Yes, but it's auto-updates are turned off.

"Is it set to allow your web browser permanent access to the internet"
Yes but it reports every time the browser accesses and where it connects.

"Running wireshark over night..."
Will try out tonight.  And will look into Snort and sgutil.

Thanks again

This thread is old but I've got to start somewhere and maybe this will help someone else.

"I need to know how to set up Wireshark so I can analyze the traffic between my Mac and my router."

As another commenter suggested, the way to go in your situation is to set up Wireshark on your machine and then choose the interface you want to capture traffic on. While it may be possible for malware to mess with Wireshark, it's highly unlikely as black hats are usually looking for a different type of user to abuse. As the saying goes, packets don't lie.

"What type of router/switch are we talking about?"

Most managed switches have port monitoring. A hub is another route but there are quite a few hubs out there that are actually switches. The proper way would be to buy an aggregating tap like netoptics.com. Personally, I use the small mikrotik rb750 as a tap. You can build a tap but it will only be half-duplex.

"I get a lot of black with red text..."


Always bad. The default color rules have some bad traffic labeled as black/red. You can always tell what a coloring rule is based on by looking at the bottom of the list in the frame section or clicking on the coloring rules button. If you see striping in a trace, it is almost always bad. The trace you provided isn't large enough to get a full picture of what is going on with your machine. Use the display filters to get a clearer picture. If you don't know how, get the wireshark book or get the training at chappellu.com.
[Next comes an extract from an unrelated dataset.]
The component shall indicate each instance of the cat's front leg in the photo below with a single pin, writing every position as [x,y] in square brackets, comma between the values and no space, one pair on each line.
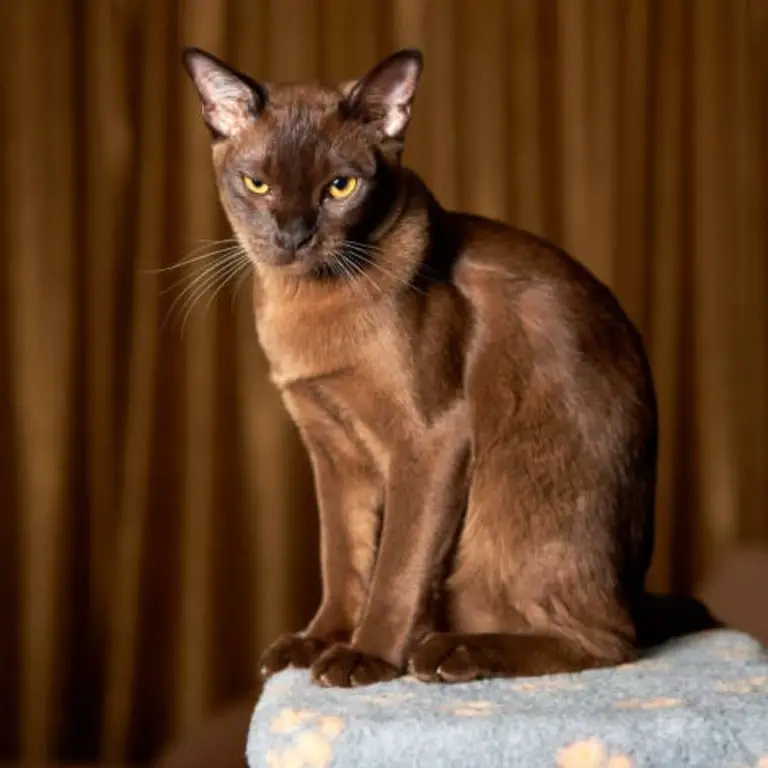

I took her all-access course and it taught me quite a lot about the packet level and protocols. Wireshark is easy to use but packet tracing and deciphering what you see in front of you is an art form. It's easy to get lost with all that data but the packets will tell you absolutely what is going on, if you can figure it out. Packets don't lie. Packet 5 has a window size of 128 and you have essentially hit a zero window and will start dropping packets, hence the 2 out-of-order packets that follow it.